Gift of Uncertainity

I would never characterize incertitude as a gift as I like to know the when, why, and how of everything. The past couple of years have felt as if I'm adrift on a sea of uncertainty and everything I've "known" and depended on to be true is in question. The handrails - tradition, custom, ways of behaving, religion - which have served to define who I am and which I've clung to my whole life are gone, leaving me nothing to base my decisions on, nothing to develop a course of action with and worst of all leaving me with no way to predict an outcome, in other words, completely disempowered...hardly what I would call a gift.

I feel like someone who has been let out of prison, squinting in the bright sunlight, after spending decades behind bars, overwhelmed at the challenges before me, to create a new life for myself, only given a lump of clay, without any tools to mold this blob.

Then it occurred to me, I'm free. Those handrails I clung too were nothing more than prison bars, preventing me from living life the way I was meant to live it, as myself.

Human beings are the only living organisms able to break free from instinct and chart their own course, yet most of us choose to be anchored in one spot, restrained from exploring life. It's safe, secure, dependable and most of all, it make us feel like we are in "control" when clearly we are not as it's impossible. Our surroundings can reign over us at anytime and show us who is really in charge in a split second. In fact, anchored in one place, clinging to a guardrail makes one ten times more vulnerable to the arbitrary forces of our environment; we've sacrificed our freedom to become a sitting duck, unable to move when the shit hits the fan.

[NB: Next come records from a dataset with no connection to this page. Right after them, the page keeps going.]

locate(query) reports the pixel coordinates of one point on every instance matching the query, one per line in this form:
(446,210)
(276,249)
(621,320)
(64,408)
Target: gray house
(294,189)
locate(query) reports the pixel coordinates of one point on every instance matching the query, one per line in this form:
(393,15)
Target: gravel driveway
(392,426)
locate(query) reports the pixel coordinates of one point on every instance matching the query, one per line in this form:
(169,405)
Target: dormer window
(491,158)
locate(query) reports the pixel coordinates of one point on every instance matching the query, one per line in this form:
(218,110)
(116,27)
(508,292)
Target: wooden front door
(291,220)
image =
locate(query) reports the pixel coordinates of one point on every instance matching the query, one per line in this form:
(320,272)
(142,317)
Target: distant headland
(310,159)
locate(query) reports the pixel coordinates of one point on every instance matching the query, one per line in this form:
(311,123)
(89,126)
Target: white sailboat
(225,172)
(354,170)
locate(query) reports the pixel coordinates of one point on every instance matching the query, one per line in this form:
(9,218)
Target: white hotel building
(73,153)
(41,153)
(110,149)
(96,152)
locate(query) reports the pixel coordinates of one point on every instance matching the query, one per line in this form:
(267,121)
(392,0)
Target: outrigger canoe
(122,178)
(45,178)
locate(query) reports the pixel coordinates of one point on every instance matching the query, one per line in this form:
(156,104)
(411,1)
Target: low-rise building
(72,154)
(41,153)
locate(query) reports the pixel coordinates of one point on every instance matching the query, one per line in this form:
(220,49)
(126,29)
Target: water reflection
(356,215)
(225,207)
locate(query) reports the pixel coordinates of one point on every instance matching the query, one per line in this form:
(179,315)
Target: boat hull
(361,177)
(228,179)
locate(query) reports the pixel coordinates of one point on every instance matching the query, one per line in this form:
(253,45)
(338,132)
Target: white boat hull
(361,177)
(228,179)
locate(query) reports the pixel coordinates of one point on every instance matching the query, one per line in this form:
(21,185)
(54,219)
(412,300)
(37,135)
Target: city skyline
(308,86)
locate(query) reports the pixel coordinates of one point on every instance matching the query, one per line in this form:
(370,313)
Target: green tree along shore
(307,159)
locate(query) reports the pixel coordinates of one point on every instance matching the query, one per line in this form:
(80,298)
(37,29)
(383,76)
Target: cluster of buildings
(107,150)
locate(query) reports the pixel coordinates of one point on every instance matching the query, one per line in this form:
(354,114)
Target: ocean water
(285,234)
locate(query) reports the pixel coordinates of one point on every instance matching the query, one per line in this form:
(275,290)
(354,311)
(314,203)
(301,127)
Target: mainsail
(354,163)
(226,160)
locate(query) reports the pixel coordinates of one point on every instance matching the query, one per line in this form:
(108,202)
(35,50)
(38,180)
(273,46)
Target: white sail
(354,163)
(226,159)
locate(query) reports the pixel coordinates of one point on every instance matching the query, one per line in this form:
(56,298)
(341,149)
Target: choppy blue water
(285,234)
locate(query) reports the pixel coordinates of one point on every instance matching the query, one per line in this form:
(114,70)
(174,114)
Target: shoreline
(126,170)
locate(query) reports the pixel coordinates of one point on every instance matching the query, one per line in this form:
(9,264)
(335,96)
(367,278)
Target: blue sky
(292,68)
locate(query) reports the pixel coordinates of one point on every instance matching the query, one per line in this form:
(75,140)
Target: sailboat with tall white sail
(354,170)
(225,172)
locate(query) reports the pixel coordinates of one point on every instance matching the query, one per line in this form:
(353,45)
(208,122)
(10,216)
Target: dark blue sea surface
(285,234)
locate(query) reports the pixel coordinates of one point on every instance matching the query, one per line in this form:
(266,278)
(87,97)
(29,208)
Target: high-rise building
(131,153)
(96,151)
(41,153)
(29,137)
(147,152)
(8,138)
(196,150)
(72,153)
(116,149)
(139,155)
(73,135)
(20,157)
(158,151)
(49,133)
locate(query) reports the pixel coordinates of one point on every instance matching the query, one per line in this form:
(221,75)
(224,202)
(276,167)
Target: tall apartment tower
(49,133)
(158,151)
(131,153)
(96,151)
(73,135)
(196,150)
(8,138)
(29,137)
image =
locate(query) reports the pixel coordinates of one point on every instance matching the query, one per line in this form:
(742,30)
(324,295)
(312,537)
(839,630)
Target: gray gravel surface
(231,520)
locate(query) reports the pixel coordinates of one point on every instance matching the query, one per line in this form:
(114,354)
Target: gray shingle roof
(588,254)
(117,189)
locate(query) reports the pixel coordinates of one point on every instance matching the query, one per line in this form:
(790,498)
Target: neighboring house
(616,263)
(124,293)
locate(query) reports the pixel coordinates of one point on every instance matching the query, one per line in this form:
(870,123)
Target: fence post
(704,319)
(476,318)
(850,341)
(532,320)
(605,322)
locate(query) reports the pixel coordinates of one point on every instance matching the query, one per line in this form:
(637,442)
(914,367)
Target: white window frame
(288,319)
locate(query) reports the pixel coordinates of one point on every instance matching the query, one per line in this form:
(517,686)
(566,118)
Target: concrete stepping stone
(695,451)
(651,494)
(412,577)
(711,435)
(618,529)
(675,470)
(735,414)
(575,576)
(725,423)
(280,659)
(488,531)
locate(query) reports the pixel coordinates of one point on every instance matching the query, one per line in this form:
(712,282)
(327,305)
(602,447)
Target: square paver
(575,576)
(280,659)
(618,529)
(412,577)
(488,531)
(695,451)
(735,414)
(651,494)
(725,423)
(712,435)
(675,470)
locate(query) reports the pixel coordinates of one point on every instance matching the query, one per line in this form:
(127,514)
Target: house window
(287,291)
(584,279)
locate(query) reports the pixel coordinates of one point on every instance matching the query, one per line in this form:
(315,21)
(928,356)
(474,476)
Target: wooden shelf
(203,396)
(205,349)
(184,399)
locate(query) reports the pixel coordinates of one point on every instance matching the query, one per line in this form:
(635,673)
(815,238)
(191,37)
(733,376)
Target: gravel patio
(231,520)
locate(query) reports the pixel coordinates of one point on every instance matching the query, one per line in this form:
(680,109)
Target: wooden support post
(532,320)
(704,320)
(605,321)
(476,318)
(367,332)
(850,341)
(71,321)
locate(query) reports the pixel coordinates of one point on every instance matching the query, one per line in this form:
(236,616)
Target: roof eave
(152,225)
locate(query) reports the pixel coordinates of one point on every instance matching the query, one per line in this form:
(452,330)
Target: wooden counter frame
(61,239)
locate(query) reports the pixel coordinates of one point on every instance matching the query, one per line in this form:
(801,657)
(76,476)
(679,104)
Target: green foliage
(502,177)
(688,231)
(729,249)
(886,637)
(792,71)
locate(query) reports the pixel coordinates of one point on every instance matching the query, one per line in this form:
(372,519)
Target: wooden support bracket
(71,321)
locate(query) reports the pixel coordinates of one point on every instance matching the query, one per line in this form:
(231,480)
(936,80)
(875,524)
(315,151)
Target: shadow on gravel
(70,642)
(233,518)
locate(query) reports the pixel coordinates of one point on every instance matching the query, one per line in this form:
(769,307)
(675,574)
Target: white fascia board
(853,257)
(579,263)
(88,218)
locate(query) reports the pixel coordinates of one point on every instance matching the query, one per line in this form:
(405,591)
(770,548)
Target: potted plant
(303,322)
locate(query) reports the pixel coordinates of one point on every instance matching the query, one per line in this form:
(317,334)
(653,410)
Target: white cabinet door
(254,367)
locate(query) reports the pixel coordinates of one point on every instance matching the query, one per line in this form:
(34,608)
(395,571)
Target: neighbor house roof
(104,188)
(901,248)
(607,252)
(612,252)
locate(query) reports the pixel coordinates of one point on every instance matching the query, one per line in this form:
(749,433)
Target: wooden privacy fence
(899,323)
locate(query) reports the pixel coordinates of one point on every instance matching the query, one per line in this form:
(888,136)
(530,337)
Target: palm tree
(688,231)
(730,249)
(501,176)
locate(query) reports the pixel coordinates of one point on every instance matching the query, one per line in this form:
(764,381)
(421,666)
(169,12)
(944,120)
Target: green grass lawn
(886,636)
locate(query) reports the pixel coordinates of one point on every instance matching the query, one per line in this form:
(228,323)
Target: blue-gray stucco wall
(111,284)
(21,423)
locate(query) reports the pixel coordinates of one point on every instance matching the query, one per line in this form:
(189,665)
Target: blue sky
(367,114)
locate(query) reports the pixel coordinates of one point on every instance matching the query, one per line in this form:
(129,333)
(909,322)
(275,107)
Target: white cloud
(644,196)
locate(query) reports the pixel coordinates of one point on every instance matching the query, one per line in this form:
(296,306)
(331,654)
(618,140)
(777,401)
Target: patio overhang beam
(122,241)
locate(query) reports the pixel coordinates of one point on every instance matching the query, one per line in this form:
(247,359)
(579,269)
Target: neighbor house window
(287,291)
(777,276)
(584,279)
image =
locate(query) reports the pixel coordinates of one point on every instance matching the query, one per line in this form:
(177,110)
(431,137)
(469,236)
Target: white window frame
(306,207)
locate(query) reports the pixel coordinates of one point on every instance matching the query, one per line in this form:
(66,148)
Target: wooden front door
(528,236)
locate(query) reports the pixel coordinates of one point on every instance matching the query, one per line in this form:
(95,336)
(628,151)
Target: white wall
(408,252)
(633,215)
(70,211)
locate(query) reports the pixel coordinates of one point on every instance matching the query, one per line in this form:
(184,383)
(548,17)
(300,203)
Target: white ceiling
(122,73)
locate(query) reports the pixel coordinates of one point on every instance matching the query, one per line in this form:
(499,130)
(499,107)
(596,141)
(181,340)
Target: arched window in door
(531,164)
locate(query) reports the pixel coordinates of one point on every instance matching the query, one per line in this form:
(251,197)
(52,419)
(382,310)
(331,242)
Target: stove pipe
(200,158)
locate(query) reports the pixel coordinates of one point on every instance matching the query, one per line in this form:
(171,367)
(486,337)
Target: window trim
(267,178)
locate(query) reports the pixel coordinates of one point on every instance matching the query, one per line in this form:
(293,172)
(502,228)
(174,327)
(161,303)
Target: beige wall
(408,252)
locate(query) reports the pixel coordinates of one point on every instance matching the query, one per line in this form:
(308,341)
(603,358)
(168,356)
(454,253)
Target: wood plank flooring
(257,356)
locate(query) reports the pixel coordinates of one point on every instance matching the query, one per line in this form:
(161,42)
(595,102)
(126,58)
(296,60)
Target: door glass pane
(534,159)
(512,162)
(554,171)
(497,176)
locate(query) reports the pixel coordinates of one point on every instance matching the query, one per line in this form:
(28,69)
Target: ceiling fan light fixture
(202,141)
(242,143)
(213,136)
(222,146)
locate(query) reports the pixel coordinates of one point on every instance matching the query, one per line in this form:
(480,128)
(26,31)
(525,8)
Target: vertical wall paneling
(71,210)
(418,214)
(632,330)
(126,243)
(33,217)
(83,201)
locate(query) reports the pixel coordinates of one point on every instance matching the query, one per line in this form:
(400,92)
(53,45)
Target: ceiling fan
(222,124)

America has become too complacent. We've lost the innovative, inventive, creative risk-taking spirit that defined this country at one time. Progress and creativity demand we take risks and confront uncertainty head on.

As scary as it is and it can be terrifying, uncertainty is a gift as it presents an opportunity to break free from our cultural straight jacket or "character armor" as Ernest Becker calls it whether it be as an individual or a nation.